ChartMill employs a unique Health Rating system for all stocks. This rating, ranging from 0 to 10, is determined by analyzing various liquidity and solvency ratios. For NYSE:CPA, the assigned 5 for health provides valuable insights:

  • Looking at the Altman-Z score, with a value of 2.12, CPA belongs to the top of the industry, outperforming 82.61% of the companies in the same industry.
  • CPA has a debt to FCF ratio of 2.13. This is a good value and a sign of high solvency as CPA would need 2.13 years to pay back of all of its debts.
  • CPA has a Debt to FCF ratio of 2.13. This is amongst the best in the industry. CPA outperforms 100.00% of its industry peers.
  • With a decent Debt to Equity ratio value of 0.83, CPA is doing good in the industry, outperforming 69.57% of the companies in the same industry.
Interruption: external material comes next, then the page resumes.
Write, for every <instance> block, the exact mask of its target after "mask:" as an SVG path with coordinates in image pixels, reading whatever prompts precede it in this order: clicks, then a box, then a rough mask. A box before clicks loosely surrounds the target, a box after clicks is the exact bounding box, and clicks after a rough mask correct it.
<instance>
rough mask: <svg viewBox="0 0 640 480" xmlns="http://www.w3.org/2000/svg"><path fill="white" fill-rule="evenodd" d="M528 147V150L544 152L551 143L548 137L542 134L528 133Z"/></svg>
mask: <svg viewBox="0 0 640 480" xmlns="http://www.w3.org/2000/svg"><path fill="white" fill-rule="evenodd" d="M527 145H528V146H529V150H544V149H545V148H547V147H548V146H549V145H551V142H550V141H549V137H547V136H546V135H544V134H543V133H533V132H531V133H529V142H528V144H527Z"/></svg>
Understanding NYSE:CPA's Growth

Every stock receives a Growth Rating from ChartMill, ranging from 0 to 10. This rating assesses various growth aspects, including historical and projected EPS and revenue growth. NYSE:CPA boasts a 7 out of 10:

  • The Earnings Per Share has grown by an impressive 313.78% over the past year.
  • The Revenue has grown by 47.77% in the past year. This is a very strong growth!
  • Based on estimates for the next years, CPA will show a very strong growth in Earnings Per Share. The EPS will grow by 28.48% on average per year.
  • The Revenue is expected to grow by 9.48% on average over the next years. This is quite good.
  • The EPS growth rate is accelerating: in the next years the growth will be better than in the last years.
  • When comparing the Revenue growth rate of the last years to the growth rate of the upcoming years, we see that the growth is accelerating.

Every day, new Decent Value stocks can be found on ChartMill in our Decent Value screener.

For an up to date full fundamental analysis you can check the fundamental report of CPA

Keep in mind

This is not investing advice! The article highlights some of the observations at the time of writing, but you should always make your own analysis and invest based on your own insights.